[The above is an abbreviated, postproduction text of the program released for broadcast the week of May 30-June 5 in the radio series, "The Bible Speaks to You." Heard internationally over more than 1.000 stations, the weekly programs are prepared and produced by the Christian Science Committee on Publication, 107 Falmouth Street, Boston, Massachusetts, U. S. A. 02115.]

RADIO PROGRAM NO. 374 - Facing Up to One Aspect of Problem Drinking

[The speaker is Jerome Franke. The questioner is Robert McKinnon.]

Questioner: To some men and women, alcoholism is a disease; to others, it's something else. Many people are problem drinkers because of deep-seated feelings of inferiority. Such an individual feels that he just can't face people or his daily responsibilities because he's not good enough, clever enough, or respected enough. Alcohol seems to be an aid, a support, to such a person.
Speaker: I've noticed in my experience that problem drinkers, struggling with inferiority, have often lost sight of their real worth. Bible insights have something to offer them. Many times they've been helped by gaining, instead of losing, insight into their true God-given ability to be the man that God created. This approach gives them a basis to express whatever is needed, not just to hold their heads high but to meet successfully the day's challenges. Questioner: I know one individual who feels that he is simply totally inadequate. What can he do?
Speaker: Where it seems appropriate, I find that reference to passages in the Bible often provides a means of communication far beyond anything that can be said. Christ Jesus never lost sight of the true ability and worth of each individual as the beloved child of God. He recognized ability as capacity coming from God, infinite Spirit, divine Mind, not as the personal possession of anyone.

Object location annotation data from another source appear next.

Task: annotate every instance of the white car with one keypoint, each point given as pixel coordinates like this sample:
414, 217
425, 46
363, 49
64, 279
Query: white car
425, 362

Paul commented on it this way (I Cor. 12:6): "There are diversities of operations, but it is the same God which worketh all in all." And he goes on to say (verse 7), "The manifestation of the Spirit is given to every man to profit withal."

There is a contemporary translation of this passage that states it this way (Good News for Mod cm Man): "There are different abilities to perform service, but it is the same God who gives ability to everyone for all services. Each one is given some proof of the Spirit's presence for the good of all."

Man, as the expression of God, actually has unlimited worth. As we gain a better understanding of this, we find the basis to express God-given confidence, assurance, and resourcefulness. We see that we're not victims of circumstance, human failings, and shortcomings. We can overcome these feelings of inferiority by replacing them with confidence, assurance, well-being, and purpose.
Questioner: This isn't always easy to do. I'm thinking, particularly, of someone who has had a long history of fighting inferiority. The very fact that he is turning to drink for support adds to his feeling of inferiority. Speaker: Here's where we have to begin to look beneath the human facade to see who man really is.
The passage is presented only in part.